Wooden, now 90, coached UCLA to 10 NCAA championships in a 12-year span ending in 1975, when he retired.

``Every goal I've set for the last four years, I have reached,'' Battier said. ``To win the Wooden Award after winning the national championship is the perfect ending to my career. It's fitting it happened near Hollywood.''

Battier was a runaway winner, collecting 4,892 points from the more than 1,000 media members and basketball experts who participated.

Jason Williams, Battier's teammate at Duke, finished second with 3,764 points, followed by Joseph Forte of North Carolina with 2,899, Casey Jacobsen of Stanford with 2,831, Troy Murphy of Notre Dame with 2,768, Tayshaun Prince of Kentucky with 1,398, Charlie Bell of Michigan State with 1,386, Frank Williams of Illinois with 1,147, Casey Calvary of Gonzaga with 977, and Jarron Collins of Stanford with 939.

Battier was the only senior among the top five _ Murphy is a junior, and Williams, Jacobsen and Forte are sophomores.

Except for Forte, the five finalists all attended the ceremony, as did coaches Mike Krzyzewski of Duke, Mike Brey of Notre Dame, Mike Montgomery of Stanford and Matt Doherty of North Carolina.

Arizona coach Lute Olson also attended to receive the third Legends of Coaching award, joining former North Carolina coach Dean Smith and Krzyzewski, who won last year.

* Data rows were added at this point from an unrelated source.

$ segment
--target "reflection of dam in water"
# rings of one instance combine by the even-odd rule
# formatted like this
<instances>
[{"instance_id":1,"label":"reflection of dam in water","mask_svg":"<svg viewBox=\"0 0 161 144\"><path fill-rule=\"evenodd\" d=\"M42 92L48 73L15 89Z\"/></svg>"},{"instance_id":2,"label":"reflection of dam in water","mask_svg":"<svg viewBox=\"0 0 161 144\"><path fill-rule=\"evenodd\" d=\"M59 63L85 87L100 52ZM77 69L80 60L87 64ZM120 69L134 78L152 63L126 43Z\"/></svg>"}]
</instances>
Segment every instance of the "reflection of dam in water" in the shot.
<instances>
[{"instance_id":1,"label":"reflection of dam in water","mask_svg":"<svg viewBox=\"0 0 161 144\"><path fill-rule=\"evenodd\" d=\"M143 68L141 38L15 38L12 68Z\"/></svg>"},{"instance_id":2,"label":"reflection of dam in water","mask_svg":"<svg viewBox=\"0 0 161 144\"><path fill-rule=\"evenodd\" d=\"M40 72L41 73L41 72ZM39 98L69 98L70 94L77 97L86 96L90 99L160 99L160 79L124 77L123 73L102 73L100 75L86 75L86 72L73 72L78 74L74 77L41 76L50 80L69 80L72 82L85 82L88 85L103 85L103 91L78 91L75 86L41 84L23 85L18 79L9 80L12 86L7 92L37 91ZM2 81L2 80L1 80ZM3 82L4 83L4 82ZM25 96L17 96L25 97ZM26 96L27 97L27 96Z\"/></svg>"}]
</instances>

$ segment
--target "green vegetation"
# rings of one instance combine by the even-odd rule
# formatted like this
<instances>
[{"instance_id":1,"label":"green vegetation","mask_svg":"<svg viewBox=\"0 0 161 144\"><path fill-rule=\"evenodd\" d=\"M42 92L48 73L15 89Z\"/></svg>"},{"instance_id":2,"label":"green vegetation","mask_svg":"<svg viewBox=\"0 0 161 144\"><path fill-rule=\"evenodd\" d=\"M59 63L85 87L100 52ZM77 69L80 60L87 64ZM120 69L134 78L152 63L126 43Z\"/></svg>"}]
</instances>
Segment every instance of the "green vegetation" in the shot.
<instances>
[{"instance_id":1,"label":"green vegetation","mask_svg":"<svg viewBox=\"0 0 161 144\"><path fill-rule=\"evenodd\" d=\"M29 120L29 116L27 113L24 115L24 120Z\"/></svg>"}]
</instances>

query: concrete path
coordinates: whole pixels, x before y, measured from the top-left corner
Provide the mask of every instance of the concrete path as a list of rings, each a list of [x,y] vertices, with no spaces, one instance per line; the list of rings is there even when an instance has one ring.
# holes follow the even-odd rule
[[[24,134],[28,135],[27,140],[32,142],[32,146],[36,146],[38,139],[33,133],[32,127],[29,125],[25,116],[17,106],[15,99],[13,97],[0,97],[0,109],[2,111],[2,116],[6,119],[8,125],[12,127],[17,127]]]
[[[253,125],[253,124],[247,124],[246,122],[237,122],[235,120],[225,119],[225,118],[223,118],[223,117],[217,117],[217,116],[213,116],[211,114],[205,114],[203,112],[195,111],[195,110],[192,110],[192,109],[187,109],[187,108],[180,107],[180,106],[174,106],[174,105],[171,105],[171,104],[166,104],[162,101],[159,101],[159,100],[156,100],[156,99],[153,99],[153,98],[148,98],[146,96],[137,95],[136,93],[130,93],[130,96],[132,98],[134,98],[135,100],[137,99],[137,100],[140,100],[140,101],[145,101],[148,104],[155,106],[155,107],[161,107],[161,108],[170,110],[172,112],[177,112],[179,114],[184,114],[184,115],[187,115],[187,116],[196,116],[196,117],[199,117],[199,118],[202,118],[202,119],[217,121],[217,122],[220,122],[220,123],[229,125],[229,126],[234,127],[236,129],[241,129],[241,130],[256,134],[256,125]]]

``Shane has had an influence on everybody in our program and probably thousands of people around the country,'' Krzyzewski said. ``His impact on the game could never be measured in stats. He's the most complete player I've ever coached, he's magnificent.''

Krzyzewski coached two previous Wooden Award winners _ Christian Laettner in 1992, and Elton Brand two years ago. Cincinnati's Kenyon Martin won the award last year.

Among other previous winners are North Carolina's Michael Jordan, Indiana State's Larry Bird, and the Naval Academy's David Robinson.

In addition to his exploits on the court, Battier was selected the top player for the Academic All-America basketball team by the College Sports Information Directors of America. He has a 3.43 grade-point average.

``Shane just does so many things,'' Doherty said. ``He does a lot of things in the box score, like scoring points, getting rebounds and blocking shots, and he does a lot of things that don't go in the box score. He was just fabulous, especially this year.''

Battier, the 10th player in Duke history to have his jersey retired, played all 80 minutes in the two Final Four games. He had 25 points and eight rebounds in a 95-84 victory over Maryland last Saturday, and 18 points and 11 rebounds in an 82-72 victory over Arizona two days later.